Now ∂r/∂s is the rate at which the vector r changes with distance along the arc s. Since the proof you quote is usually to be found in textbooks in the chapter on motion in a circle

You are jumping to conclusions. I derived equations for the steady motion of a chain not affected by external forces. That has nothing do with the circular motion of a particle, which is "usually to be found in textbooks".

it is almost always assumed without saying that this is constant. But as I have pointed out several times, the arc we are talking about is not circular. What this means is that ∂r/∂s is not constant.

I did not assume it was constant. I said explicitly "Since the arc is curved, $\partial \vec r \over \partial s$ changes direction along the arc", which then implies that "this equality can only hold when $T = \lambda v^2$". Note also that due to natural parametrization the magnitude of $\partial \vec r \over \partial s$ is 1, so if we dot-multiply the equation with itself, we obtain $(T - \lambda v^2)^2 = c^2 = \mathrm {const}$, which implies that $T = \mathrm {const}$ without any assumptions on curvature.

 

[JollyOlly]

While I still don't quite follow your logic, Voko, I can see that for a chain moving in an arc of a circle of any radius, the tension which is as a result of the necessary centripetal forces is equal to λv² and - crucially - it is not dependent on the radius.

If you imagine a cowboy lassoo being whirled in a circle, the tension in the rope is λv² whatever the radius of the loop.

If, however, we were to take this formula T = λv² to be valid at all times and under all circumstances, it would follow that any rope, even one moving in a straight line! would have to have this tension in it! This is clearly absurd.

So there is something in your analysis which is not appropriate to the circumstances we are talking about.

Now I am not competent to follow your mathematics in detail but somewhere inside it I believe you have made an unwarranted assumption. My gut feeling is that it relates to the directions of the r vector and the tension vectors.

When a rope is moving in a circle at constant speed, it is natural to assume that these are in the same direction. But as I have pointed out before, the beads do not have to move in the direction in which they are pulled.

Notwithstanding the detailed mathematics of the motion of the arc (which I freely confess is beyond my ability), I believe that the experimental evidence is on my side. In Mould's video, the loop appears to be about 0.2m high and the height of the beaker above the floor is about 1.2m. (These figures are consistent with those quoted in Baggins and Warner's paper). The weight of the falling section of the chain is λ(1.2 + .2)g = 14λ. Since I think we can all agree that this section of the chain is traveling in a straight line at constant speed, the tension in the chain at the top of this section must be 14λ and, according to Voko, Baggins and Warner, this is the tension in the arc. The speed of the chain must therefore be √14 or 3.7 ms^-1.

According to my theory, the tension in the arc varies from 14λ at one end to 18λ at the other with a mean value of 16λ from which I deduce that the approximate speed of the chain will be √16 or 4.0 ms^-1.

Now the video shows 50m of chain emptying in 12s. ie a speed of 4.2 ms^-1.

I rest my case.

 

[voko]

If, however, we were to take this formula T = λv² to be valid at all times and under all circumstances, it would follow that any rope, even one moving in a straight line! would have to have this tension in it!

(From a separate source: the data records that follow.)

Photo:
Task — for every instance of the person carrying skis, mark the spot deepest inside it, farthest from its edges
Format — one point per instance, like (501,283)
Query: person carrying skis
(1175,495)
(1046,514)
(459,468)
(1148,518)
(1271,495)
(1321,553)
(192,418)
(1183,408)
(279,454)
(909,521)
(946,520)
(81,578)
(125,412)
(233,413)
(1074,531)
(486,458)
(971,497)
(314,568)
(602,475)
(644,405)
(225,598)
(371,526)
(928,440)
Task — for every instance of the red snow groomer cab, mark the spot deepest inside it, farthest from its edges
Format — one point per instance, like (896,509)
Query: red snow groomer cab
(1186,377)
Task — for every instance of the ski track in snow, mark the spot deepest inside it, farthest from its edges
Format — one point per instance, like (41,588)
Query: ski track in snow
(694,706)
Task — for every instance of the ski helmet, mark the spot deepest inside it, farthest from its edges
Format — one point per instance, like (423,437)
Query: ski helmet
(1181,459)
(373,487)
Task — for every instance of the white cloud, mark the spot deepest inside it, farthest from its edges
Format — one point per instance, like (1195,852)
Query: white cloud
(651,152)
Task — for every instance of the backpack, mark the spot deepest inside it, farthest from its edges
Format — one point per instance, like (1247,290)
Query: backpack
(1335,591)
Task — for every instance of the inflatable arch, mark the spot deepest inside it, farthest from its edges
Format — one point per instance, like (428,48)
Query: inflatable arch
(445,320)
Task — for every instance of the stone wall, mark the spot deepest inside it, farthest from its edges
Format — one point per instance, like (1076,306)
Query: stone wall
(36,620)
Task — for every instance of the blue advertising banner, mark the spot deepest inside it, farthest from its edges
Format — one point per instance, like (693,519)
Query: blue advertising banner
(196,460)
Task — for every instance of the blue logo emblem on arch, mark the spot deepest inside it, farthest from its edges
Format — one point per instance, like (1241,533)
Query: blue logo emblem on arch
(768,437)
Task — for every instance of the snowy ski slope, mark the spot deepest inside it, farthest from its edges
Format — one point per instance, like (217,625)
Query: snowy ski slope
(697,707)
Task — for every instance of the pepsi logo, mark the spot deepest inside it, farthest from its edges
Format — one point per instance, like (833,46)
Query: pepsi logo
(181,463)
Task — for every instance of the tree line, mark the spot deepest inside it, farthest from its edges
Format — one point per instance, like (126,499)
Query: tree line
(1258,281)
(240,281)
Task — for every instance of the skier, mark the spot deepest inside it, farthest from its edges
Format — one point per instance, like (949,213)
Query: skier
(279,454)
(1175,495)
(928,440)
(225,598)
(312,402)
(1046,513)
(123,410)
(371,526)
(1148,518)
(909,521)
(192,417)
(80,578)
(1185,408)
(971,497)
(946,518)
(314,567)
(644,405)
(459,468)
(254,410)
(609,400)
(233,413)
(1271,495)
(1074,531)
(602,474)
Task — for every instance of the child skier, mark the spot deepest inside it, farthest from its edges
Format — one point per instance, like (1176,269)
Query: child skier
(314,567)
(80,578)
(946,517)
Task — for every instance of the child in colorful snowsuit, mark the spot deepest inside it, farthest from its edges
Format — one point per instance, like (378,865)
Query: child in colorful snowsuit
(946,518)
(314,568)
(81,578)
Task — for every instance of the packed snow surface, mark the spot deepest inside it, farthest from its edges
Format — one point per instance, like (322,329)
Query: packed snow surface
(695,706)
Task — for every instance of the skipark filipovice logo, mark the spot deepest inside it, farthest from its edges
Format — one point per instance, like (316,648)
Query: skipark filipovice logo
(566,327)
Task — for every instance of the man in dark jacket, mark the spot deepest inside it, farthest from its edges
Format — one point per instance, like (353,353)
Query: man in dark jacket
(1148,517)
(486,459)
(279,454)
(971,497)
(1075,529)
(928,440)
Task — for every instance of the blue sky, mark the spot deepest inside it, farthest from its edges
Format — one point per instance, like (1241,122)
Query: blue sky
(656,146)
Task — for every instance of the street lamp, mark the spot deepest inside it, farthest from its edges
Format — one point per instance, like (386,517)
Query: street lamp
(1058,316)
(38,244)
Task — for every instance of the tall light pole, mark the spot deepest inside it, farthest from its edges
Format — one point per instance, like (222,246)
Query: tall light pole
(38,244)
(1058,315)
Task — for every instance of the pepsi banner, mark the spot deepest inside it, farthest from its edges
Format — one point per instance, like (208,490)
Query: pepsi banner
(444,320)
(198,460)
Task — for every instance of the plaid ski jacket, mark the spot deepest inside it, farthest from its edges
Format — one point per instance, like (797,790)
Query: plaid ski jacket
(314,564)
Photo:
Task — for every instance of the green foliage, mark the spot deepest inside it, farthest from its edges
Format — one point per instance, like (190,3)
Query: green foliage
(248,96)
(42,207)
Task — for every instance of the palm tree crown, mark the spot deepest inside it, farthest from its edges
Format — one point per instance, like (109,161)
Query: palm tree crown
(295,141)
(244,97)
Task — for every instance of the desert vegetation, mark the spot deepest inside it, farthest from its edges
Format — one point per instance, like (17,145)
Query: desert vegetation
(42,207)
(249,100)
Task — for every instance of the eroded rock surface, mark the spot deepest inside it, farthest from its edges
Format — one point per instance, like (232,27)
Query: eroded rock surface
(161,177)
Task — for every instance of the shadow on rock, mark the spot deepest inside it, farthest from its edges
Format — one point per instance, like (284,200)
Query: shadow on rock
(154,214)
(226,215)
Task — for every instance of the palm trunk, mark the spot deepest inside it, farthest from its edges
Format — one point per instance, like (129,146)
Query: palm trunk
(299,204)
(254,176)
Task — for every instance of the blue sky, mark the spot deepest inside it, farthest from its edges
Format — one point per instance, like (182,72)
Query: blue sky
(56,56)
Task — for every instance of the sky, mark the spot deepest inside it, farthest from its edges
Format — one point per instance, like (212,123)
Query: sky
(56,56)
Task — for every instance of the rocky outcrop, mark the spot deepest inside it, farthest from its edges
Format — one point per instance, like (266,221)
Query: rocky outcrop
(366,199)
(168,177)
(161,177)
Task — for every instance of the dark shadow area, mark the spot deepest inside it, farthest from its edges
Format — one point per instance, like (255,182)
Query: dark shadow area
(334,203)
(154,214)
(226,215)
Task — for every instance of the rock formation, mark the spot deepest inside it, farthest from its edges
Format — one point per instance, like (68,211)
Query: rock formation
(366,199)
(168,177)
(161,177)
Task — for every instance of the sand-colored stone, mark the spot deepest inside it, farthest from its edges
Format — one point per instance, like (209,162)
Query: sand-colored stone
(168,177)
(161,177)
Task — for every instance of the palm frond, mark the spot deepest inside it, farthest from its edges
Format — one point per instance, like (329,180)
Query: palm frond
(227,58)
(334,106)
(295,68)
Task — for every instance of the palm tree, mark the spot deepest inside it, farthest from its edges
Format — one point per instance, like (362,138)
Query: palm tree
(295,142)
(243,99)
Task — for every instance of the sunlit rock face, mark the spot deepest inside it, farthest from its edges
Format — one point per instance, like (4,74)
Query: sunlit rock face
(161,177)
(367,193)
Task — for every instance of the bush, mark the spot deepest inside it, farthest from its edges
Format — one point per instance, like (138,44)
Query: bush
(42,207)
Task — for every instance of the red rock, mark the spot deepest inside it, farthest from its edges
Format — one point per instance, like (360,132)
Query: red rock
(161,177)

This is clearly absurd.

I have stated a few times that the formula is valid only in particular circumstances: (1) motion is steady; (2) external forces are negligible; (3) the shape is curved.

So there is something in your analysis which is not appropriate to the circumstances we are talking about.

You are jumping to conclusions again. The equations are entirely appropriate for the description of the arc formed by the chain, because conditions (1) - (3) are satisfied. It is not appropriate for the description of the chain in vertical segments, which I did say earlier.

Notwithstanding the detailed mathematics of the motion of the arc (which I freely confess is beyond my ability), I believe that the experimental evidence is on my side. In Mould's video, the loop appears to be about 0.2m high and the height of the beaker above the floor is about 1.2m. (These figures are consistent with those quoted in Baggins and Warner's paper). The weight of the falling section of the chain is λ(1.2 + .2)g = 14λ. Since I think we can all agree that this section of the chain is traveling in a straight line at constant speed, the tension in the chain at the top of this section must be 14λ and, according to Voko, Baggins and Warner, this is the tension in the arc. The speed of the chain must therefore be √14 or 3.7 ms^-1.

You obviously did not understand the paper by Biggins and Warner. They show that tension and weight are not the only forces present, so your derivation is not in accord with Biggins and Warner. Me, I have only shown that tension in the arc is constant, I have not related that to the heights of vertical segments.

Not to mention that the height of beaker above the floor is greater than 1.2 m, it is most likely greater than 1.5 m, which makes your argument moot.

All I can recommend at this stage is to read the paper and read it carefully. You are disagreeing without understanding what you are disagreeing with.

 

[JollyOlly]

I thank you for clarifying the difference between our two theories and it would appear that the main difference between them is in the different predictions for the speed of the chain. I believe that Baggins and Warner would predict a speed of √ (h₁ + h₂)g whereas I predict a speed of √ (h₁ + 2h₂)g

Would anyone like to do some accurate experiments?

 

[AlephZero]

I have stated a few times that the formula is valid only in particular circumstances: (1) motion is steady; (2) external forces are negligible; (3) the shape is curved.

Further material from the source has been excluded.